As we have repeatedly decided, the doctrine of assessment for benefits, to pay for public improvements, can only be defended upon the ground that the benefits are local and essentially peculiar to the very property assessed, and then it can only be done once. This can only be the case when the property assessed abuts directly upon the line of the improvement. Having their own burthens to bear in this respect, the owners cannot be subjected to the discharge of similar burthens upon other properties, whether situate on- the same street or in the same neighborhood.
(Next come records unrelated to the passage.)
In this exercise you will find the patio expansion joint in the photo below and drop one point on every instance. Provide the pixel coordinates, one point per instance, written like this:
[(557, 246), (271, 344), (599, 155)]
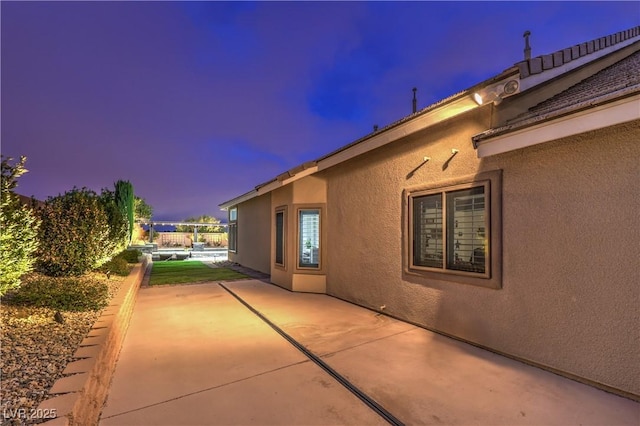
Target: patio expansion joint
[(330, 354), (221, 385)]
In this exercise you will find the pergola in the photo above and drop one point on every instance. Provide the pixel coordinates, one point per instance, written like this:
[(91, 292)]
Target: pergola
[(195, 225)]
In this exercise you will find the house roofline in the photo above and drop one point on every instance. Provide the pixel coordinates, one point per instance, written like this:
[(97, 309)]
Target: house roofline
[(449, 107)]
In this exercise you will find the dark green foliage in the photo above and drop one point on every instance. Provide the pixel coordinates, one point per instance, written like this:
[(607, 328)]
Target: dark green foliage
[(74, 235), (131, 256), (116, 266), (118, 224), (64, 294), (125, 201), (189, 272), (143, 210), (18, 229)]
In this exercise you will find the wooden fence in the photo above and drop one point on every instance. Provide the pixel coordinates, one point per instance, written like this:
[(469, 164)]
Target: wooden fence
[(185, 239)]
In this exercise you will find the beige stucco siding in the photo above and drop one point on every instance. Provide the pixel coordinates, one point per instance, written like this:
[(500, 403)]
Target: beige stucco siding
[(254, 234), (570, 294)]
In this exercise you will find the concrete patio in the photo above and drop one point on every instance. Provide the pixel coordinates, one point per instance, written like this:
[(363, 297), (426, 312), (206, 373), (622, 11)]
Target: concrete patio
[(195, 355)]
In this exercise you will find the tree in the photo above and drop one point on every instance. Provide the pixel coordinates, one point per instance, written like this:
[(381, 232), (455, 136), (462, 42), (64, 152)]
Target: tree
[(200, 219), (18, 228), (125, 201), (74, 235), (143, 211), (118, 224)]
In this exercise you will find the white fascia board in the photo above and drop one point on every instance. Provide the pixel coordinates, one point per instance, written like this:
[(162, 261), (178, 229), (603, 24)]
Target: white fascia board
[(421, 122), (268, 188), (306, 172), (606, 115), (240, 199)]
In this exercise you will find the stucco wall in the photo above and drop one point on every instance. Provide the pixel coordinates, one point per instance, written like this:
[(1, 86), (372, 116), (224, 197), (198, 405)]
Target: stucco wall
[(309, 191), (569, 298), (254, 234)]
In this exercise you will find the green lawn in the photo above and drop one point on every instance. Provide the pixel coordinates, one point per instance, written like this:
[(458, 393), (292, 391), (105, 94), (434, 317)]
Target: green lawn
[(176, 272)]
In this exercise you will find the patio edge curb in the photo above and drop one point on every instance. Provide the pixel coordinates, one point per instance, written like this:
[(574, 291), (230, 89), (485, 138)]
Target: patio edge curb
[(80, 402)]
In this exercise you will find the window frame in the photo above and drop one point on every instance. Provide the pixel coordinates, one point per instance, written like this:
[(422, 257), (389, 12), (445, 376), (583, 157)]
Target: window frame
[(233, 230), (283, 211), (492, 276), (298, 266)]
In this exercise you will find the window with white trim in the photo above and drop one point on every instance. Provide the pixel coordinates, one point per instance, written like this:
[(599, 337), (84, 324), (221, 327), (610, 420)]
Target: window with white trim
[(449, 229), (309, 238), (233, 229), (280, 237)]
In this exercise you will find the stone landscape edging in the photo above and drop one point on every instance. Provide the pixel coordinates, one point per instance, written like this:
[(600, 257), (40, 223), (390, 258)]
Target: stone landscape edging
[(81, 393)]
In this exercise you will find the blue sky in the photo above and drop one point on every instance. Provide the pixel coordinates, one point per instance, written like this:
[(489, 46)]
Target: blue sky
[(198, 102)]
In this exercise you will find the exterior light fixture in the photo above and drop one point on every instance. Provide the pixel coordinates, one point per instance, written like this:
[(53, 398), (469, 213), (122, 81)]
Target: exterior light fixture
[(496, 93)]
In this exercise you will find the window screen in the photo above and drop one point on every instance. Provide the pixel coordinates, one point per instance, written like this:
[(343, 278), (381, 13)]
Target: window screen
[(280, 237), (309, 239)]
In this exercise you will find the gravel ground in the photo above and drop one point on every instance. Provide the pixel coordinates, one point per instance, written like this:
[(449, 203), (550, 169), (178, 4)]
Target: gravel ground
[(35, 350)]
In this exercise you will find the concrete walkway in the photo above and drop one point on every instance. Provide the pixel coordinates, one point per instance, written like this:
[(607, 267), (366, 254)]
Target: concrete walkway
[(195, 355)]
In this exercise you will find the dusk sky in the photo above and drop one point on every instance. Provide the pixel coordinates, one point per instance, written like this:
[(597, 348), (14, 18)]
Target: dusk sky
[(197, 102)]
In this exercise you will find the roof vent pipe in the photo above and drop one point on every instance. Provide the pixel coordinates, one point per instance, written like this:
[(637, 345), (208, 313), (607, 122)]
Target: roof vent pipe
[(415, 101), (527, 48)]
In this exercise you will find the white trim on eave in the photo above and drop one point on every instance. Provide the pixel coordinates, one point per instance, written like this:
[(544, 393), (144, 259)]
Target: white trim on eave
[(606, 115), (416, 124)]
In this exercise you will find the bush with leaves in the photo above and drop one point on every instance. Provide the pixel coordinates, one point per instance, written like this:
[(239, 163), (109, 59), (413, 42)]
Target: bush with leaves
[(74, 235), (116, 266), (63, 294), (118, 222), (130, 255), (125, 201), (18, 229)]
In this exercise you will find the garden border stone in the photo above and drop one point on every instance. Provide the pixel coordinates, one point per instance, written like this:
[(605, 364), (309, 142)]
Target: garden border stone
[(80, 395)]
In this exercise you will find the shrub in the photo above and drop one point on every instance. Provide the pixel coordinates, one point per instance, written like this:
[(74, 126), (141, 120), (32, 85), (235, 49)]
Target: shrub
[(118, 225), (74, 235), (18, 229), (131, 256), (117, 266), (64, 294)]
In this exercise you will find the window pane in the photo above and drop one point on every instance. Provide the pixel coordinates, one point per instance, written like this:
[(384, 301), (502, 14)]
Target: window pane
[(309, 244), (280, 238), (466, 230), (233, 236), (427, 231)]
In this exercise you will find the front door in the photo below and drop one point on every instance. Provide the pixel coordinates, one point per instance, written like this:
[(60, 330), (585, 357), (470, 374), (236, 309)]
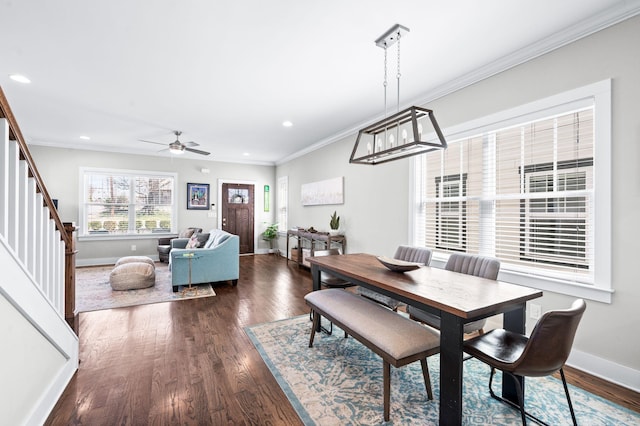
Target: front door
[(237, 213)]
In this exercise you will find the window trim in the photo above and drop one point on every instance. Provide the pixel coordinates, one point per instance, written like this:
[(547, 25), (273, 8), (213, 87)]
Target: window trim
[(597, 94), (82, 212), (282, 199)]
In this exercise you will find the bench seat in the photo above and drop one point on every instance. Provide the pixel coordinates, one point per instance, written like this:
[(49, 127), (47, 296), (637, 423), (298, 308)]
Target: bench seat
[(396, 339)]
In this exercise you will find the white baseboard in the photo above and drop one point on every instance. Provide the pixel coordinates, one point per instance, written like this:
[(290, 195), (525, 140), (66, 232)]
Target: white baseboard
[(99, 261), (605, 369)]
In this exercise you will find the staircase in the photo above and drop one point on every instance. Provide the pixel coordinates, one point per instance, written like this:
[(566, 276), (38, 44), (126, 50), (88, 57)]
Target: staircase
[(37, 299)]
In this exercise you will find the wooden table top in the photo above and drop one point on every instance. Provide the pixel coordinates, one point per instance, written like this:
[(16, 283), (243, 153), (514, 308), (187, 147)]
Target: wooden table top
[(463, 295)]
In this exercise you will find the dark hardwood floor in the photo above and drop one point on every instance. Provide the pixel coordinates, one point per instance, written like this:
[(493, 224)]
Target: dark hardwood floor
[(190, 362)]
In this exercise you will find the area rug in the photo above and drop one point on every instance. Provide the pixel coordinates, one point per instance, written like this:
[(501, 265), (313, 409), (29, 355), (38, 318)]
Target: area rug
[(339, 382), (93, 291)]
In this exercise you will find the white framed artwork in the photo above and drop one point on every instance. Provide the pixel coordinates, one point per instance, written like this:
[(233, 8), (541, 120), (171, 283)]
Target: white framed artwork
[(329, 191)]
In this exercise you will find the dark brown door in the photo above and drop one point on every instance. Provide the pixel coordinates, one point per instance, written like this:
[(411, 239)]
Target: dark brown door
[(237, 213)]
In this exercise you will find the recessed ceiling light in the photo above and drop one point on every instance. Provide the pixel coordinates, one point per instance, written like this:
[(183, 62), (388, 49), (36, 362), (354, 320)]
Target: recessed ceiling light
[(19, 78)]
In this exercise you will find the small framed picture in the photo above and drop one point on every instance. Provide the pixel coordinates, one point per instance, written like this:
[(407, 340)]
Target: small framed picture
[(198, 196)]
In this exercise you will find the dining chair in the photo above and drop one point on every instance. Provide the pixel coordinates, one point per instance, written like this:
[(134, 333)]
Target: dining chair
[(330, 281), (408, 254), (479, 266), (541, 354)]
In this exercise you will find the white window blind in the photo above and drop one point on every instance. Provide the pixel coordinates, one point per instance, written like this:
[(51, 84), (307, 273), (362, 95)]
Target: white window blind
[(125, 203), (522, 194), (283, 203)]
Said Agnbw, J., in the Washington Avenue case, speaking of the Hammett case: “ The majority opinion in that ease did not then, and this opinion does not now, dispute the long-recognized power of local taxation for local *38improvements according to the benefits conferred; but they meet and dispute departures from that power, which, if recognized, will land in the overthrow of the right of private property. Laws which cast the burthens of the public on a few individuals, no matter what the pretence or how seeming their analogy to constitutional enactments, are in their essence despotic and tyrannical, and it becomes the judiciary to stand firmly by the fundamental law in defence of those general great and essential principles of liberty and free government, for the establishment and perpetuation of which the constitution itself was ordained.”
The report of the viewers is obnoxious to the decisions of this court in the cases of Travers’ Appeal, 152 Pa. 129, and Wilson’s Appeal, 152 Pa. 136. The defect in this report is precisely the same as in those, and it is apparent on the face of the report. While it is true that specific exceptions on this veiy ground do not appear to have been filed before the viewers, yet the first assignment of error raises the question of the validity of the decree, and as any defect which appears on the record, and is fatal in its character, will sustain such an assignment, we think the question is sufficiently before us.
The decree of the court below is reversed, and the petition of the city and all proceedings thereunder are dismissed and set aside at the cost of the city.